At the center of the case was a glaring technical error. Rajguru’s trading account had an actual available balance of just ₹3,175, with no margin, collateral, or additional funds. However, due to a technical glitch in Kotak Securities’ system, a trading limit of nearly ₹40 crore was mistakenly enabled on his account—without any request or action from the trader.
Compounding the error, the brokerage treated this accidental limit as valid collateral and allowed Rajguru to trade in the Futures and Options (F&O) segment. This action directly violated regulations of India’s market regulator, SEBI, which prohibit allowing retail traders to take derivative positions without sufficient margin.

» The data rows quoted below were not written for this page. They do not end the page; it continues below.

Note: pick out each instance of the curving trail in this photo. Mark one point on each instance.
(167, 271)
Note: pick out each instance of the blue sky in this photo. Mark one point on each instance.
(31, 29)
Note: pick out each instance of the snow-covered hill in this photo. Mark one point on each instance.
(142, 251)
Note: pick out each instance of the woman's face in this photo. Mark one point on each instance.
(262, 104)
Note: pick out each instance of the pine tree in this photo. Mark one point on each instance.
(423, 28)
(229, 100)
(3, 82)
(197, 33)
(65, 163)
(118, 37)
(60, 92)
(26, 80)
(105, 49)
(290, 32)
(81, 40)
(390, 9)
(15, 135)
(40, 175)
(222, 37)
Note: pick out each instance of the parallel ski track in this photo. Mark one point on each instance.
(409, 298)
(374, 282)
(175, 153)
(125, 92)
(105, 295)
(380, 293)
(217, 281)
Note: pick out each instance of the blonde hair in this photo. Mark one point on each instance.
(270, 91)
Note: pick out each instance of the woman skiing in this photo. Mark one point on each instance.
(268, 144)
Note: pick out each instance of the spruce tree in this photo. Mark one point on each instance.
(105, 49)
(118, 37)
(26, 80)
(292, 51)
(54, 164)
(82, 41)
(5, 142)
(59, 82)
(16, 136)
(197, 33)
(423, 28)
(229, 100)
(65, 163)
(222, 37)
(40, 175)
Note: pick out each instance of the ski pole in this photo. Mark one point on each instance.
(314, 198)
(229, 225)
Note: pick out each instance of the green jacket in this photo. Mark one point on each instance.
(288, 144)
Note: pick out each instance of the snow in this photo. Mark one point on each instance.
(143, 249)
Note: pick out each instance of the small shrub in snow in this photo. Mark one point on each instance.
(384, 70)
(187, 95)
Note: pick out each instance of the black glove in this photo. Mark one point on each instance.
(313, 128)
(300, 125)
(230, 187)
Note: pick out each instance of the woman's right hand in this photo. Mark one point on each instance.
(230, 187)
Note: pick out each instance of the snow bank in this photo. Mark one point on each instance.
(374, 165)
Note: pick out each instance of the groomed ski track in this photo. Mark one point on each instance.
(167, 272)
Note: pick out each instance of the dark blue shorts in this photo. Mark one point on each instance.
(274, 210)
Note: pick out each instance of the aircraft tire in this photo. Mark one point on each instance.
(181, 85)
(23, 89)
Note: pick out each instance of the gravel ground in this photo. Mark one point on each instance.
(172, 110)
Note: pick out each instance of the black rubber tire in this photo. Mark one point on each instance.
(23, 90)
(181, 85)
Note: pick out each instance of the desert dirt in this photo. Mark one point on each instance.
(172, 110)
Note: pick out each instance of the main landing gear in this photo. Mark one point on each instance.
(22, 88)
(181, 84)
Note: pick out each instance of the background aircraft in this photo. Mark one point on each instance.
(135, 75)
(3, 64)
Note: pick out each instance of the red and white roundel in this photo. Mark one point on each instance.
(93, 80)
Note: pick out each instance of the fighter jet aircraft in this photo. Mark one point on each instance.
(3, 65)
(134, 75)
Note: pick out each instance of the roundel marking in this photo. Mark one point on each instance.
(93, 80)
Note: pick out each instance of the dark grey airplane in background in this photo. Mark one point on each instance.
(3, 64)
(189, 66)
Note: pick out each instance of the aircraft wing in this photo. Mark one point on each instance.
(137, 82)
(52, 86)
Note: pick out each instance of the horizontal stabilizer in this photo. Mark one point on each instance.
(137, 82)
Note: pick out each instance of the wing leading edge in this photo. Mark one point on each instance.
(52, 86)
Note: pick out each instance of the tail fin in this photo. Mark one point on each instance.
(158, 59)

As trading began, the market initially moved against Rajguru’s position. Within a short time, the account reflected a paper loss of up to ₹92 crore, with a visible loss of around ₹54 lakh. Had the trade ended at that point, Kotak Securities would have been entitled to recover the loss from the trader—despite the trade being enabled due to the broker’s own system fault.
The situation took a dramatic turn when the market reversed direction. Within a 20-minute window, the same positions swung sharply into profit. The total profit touched an astonishing ₹175 crore. Recognizing the volatility, Rajguru made a quick decision to close all positions and book the profit.

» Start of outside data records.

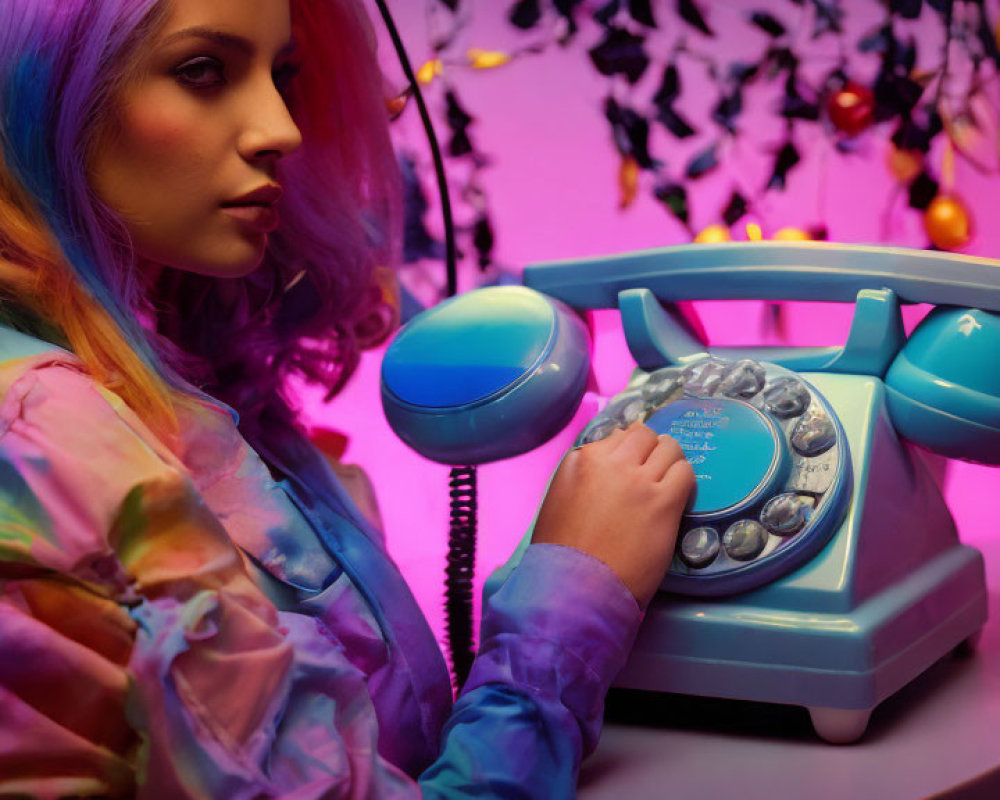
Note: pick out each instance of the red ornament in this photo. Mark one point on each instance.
(851, 108)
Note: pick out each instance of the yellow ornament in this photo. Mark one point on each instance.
(947, 222)
(792, 235)
(905, 165)
(713, 234)
(429, 71)
(487, 59)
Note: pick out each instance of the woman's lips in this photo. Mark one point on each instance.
(260, 218)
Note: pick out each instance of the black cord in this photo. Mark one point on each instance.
(460, 568)
(460, 571)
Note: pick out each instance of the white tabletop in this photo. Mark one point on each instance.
(936, 734)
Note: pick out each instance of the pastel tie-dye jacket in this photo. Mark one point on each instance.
(175, 623)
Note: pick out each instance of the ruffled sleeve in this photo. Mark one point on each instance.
(139, 658)
(552, 640)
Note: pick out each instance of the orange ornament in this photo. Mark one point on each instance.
(905, 165)
(851, 108)
(947, 222)
(713, 234)
(628, 181)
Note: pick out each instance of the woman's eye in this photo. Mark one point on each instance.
(201, 73)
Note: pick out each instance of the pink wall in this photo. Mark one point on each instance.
(553, 195)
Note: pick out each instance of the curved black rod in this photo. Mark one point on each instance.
(450, 259)
(463, 492)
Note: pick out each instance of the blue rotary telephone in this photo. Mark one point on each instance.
(817, 563)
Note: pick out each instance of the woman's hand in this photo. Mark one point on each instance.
(620, 500)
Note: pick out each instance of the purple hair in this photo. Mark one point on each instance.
(321, 294)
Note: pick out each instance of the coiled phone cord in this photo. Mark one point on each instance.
(460, 570)
(462, 530)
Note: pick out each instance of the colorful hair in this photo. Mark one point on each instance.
(67, 269)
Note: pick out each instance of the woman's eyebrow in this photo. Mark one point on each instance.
(212, 35)
(222, 38)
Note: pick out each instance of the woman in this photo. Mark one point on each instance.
(197, 201)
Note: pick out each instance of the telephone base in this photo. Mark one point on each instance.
(846, 663)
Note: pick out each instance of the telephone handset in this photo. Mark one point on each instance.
(817, 564)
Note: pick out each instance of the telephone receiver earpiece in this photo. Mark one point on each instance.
(486, 375)
(498, 371)
(943, 388)
(942, 385)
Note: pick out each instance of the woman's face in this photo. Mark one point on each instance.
(188, 155)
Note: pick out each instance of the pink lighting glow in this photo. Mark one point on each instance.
(552, 195)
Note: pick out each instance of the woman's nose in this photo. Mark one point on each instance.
(270, 132)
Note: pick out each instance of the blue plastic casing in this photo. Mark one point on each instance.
(486, 375)
(943, 389)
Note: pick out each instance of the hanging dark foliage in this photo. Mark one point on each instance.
(735, 209)
(631, 132)
(620, 53)
(526, 14)
(923, 189)
(688, 11)
(483, 240)
(674, 198)
(629, 37)
(703, 162)
(767, 23)
(642, 12)
(458, 123)
(788, 156)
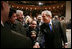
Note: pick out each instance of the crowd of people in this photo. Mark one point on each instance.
(19, 31)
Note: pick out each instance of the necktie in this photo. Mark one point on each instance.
(50, 27)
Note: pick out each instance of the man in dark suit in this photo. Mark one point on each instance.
(53, 32)
(9, 37)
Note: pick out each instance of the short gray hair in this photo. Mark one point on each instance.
(47, 13)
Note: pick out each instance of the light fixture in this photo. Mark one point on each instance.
(40, 3)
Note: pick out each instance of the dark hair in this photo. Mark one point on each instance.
(33, 32)
(12, 11)
(2, 3)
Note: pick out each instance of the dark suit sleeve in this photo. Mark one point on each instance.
(63, 34)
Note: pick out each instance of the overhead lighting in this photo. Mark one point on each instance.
(40, 3)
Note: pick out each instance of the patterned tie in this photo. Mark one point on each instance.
(50, 26)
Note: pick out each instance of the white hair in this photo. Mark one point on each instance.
(18, 12)
(47, 13)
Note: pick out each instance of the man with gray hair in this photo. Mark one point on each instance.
(52, 31)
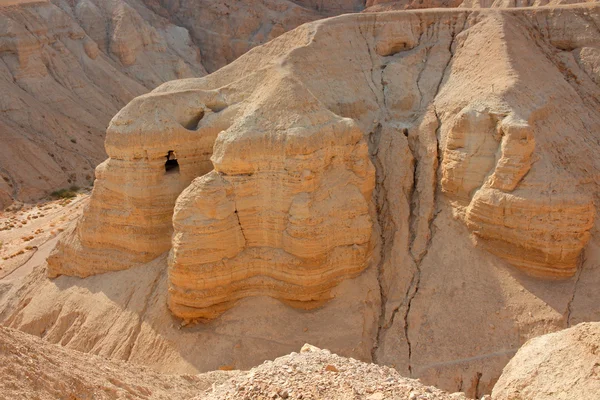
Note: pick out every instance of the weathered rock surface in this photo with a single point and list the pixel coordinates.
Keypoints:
(68, 67)
(560, 365)
(34, 369)
(473, 120)
(65, 71)
(318, 374)
(390, 5)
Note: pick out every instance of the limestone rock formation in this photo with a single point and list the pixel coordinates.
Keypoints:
(319, 374)
(68, 67)
(389, 5)
(34, 369)
(66, 70)
(560, 365)
(284, 213)
(481, 129)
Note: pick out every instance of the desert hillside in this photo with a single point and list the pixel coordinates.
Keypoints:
(67, 68)
(415, 189)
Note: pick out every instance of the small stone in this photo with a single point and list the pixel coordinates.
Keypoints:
(331, 368)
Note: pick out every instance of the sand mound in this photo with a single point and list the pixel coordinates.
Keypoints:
(33, 369)
(480, 232)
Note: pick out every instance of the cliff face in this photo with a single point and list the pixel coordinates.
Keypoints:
(65, 71)
(432, 171)
(69, 66)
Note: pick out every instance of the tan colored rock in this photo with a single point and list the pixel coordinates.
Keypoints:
(284, 213)
(65, 71)
(129, 216)
(560, 365)
(467, 115)
(33, 368)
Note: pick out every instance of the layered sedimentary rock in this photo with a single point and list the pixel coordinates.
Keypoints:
(285, 213)
(128, 220)
(540, 227)
(389, 5)
(68, 67)
(481, 128)
(65, 71)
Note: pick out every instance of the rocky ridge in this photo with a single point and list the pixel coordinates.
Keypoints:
(68, 67)
(466, 138)
(560, 365)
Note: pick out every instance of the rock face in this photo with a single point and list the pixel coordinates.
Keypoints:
(389, 5)
(68, 67)
(422, 169)
(32, 368)
(316, 373)
(561, 365)
(65, 71)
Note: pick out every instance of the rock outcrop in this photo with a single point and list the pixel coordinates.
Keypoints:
(406, 166)
(68, 67)
(65, 71)
(34, 369)
(560, 365)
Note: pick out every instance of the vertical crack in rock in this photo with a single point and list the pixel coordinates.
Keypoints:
(577, 276)
(478, 376)
(138, 328)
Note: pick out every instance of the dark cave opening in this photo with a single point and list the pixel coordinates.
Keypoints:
(171, 165)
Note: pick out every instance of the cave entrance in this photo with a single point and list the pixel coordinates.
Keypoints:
(171, 166)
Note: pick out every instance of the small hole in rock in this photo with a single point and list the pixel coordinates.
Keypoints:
(171, 165)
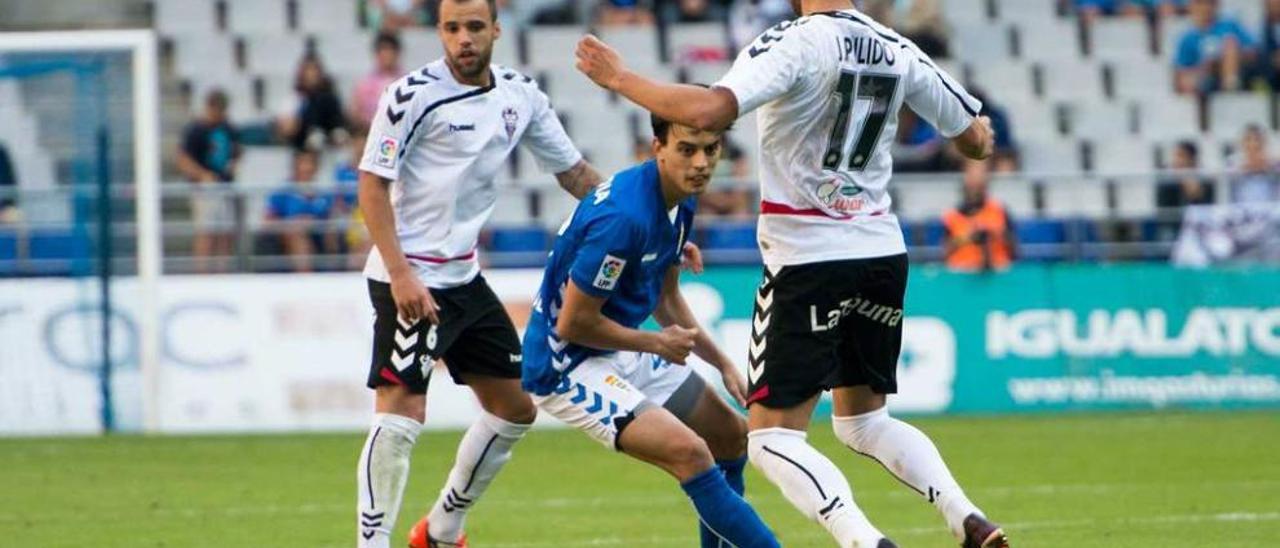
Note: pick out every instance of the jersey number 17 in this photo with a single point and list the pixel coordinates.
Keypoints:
(864, 100)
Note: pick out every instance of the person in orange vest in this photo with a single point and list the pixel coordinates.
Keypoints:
(979, 233)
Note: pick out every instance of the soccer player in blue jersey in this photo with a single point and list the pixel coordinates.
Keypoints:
(616, 261)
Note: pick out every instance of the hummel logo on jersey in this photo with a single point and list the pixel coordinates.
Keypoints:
(387, 151)
(759, 328)
(611, 270)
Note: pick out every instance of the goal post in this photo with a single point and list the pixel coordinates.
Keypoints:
(145, 88)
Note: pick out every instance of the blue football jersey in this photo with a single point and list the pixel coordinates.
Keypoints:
(618, 245)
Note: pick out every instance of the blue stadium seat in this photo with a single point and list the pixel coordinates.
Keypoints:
(730, 236)
(1041, 240)
(58, 245)
(520, 238)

The dispute erupted when Kotak Securities refused to credit the profit, arguing that the trades were executed using a limit provided by mistake. Rajguru challenged this stance, pointing out the double standard: the broker was willing to hold him liable for losses but unwilling to honor profits generated through the same system.
The matter eventually reached the court. Rajguru’s argument was straightforward—if losses would have been enforceable, profits must also be honored. The court agreed, ruling that a broker’s system failure cannot be transferred onto the trader. Since the trades were legally executed on the broker’s platform, the outcome—profit or loss—must stand.

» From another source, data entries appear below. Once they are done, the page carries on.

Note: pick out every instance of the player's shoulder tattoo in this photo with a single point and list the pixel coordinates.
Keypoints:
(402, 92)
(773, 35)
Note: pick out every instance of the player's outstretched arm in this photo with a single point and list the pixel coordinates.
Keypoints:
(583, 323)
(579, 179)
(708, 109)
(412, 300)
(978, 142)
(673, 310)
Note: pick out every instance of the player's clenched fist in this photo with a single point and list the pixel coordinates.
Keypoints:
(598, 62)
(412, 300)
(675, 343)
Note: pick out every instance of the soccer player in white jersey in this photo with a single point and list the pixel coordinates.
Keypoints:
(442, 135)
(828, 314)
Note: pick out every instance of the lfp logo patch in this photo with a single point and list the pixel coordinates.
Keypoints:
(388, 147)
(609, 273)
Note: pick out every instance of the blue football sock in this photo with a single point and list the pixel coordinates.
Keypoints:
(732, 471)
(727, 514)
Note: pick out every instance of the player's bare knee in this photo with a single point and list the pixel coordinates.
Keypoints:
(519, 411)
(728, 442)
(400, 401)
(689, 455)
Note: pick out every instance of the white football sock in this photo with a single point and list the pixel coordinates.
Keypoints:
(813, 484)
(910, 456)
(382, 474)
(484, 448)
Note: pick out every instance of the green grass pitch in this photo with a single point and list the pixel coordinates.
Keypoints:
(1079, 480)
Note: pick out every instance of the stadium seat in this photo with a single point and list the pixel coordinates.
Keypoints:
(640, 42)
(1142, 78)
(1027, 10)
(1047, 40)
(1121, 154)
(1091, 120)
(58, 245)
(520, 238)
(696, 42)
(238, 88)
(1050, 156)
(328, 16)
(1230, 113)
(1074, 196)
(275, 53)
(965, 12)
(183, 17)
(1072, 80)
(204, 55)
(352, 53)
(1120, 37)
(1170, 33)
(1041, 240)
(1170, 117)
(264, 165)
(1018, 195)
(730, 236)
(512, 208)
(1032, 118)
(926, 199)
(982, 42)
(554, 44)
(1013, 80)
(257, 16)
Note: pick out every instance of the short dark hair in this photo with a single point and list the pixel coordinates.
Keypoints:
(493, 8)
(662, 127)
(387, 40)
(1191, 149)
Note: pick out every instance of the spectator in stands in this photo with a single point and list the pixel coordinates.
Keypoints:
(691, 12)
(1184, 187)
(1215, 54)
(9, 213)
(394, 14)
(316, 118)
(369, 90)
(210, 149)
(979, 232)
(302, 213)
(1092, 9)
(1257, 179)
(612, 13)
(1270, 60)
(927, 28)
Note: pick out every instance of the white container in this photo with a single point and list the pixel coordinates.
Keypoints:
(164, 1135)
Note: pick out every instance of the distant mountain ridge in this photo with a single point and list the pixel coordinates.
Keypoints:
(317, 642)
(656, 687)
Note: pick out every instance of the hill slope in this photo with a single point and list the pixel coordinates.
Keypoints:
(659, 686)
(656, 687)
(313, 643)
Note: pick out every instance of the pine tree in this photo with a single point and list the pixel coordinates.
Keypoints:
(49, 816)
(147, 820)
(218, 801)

In its judgment, the court ordered Kotak Securities to pay the full ₹175 crore profit to Rajguru. The ruling has since been described as historic, setting a strong precedent that brokers are responsible for their technological and operational lapses.
The case carries important lessons for traders beyond India, including those in Nepal. While margin-free trading triggered by system errors is inherently risky, the judgment shows that traders are not automatically at fault if the broker enables such trades. With proper documentation and legal recourse, even retail traders can prevail against large financial institutions.
Most importantly, the ruling reinforces a simple principle: a trade cannot be valid only when it results in a loss and invalid when it yields a profit.